There are several strategies that can help make classroom experiments scale up to be manageable and effective for large classes.

  • Conduct the experiments themselves in recitation sections rather in the large lecture. In this case, experiments will be most effective if the instructor compiles the data from all of the recitation sections and discusses them in class. 
  • Have a subset of the class participate in the experiment and let the rest of the class observe. In this case, the experiment becomes more similar to an interactive demonstration.
  • Divide students into groups so that every group represents one agent in the experiment. For example, an experiment that is designed to have about 30 participants can easily scale to a class of 120 if you have students work in groups of 4.
  • Sometimes it is possible to have students take turns participating in the experiment. For example, if there are three treatments the class could divide into three groups, each of which participates in one treatment.
  • A lot of what makes experiments difficult in large classes is the challenge of collecting decisions from individuals and communicating a partner's decision to an individual. This means that Technology can be very useful in conducting experiments in large classes.

Online Courses

Experiments present some technological challenges that can be overcome, often using easily available technology.

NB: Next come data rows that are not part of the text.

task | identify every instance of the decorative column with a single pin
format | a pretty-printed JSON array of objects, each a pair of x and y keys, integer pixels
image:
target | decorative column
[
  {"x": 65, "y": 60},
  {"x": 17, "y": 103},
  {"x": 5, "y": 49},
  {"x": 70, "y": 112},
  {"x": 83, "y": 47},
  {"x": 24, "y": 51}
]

  • If there are times when all of the students are online at once, consider using polling or survey programs to collect student decisions in experiments when it isn't necessary to know exactly who made what choice. Chat rooms can be used for discussion, however, it would be distracting to try to use them for both discussion and collecting decisions, especially when the class is large or chatty.
  • In classes that are entirely asynchronous, consider planning an experiment that takes place over a several day time period. Students can e-mail their responses to the instructor by a certain time. Then there can be a time for posting and reviewing the data from the previous period (and perhaps discussion time) before the next period begins. Actually, this is the procedure used in FCC spectrum auctions!
  • Some specialized Technology designed for classroom experiments can also be used to facilitate experiments in online courses.

Using Technology

In a traditional classroom with a small number of students it is easy to conduct a classroom experiments. Technology can help instructors to use classroom experiments in large classes or in distance learning classes. Some resources include:

  • Aplia is a publisher that offers both online homework and tutorials as well as classroom experiments for micro principles classes.
  • EconPort is a digital library with resources for teaching economics with experiments.
  • VeconLab ( This site may be offline. ) offers online experiments for classes at all levels of economics. It is a complement to Markets, Games & Strategic Behavior by Charles A. Holt, published by Pearson/Addison Wesley.
  • In some experiments, like the Prisoner's Dilemma, it is important to be able to tell students what their "partner's" decision was. When this is not the case clickers can be used to collect student responses and run experiments.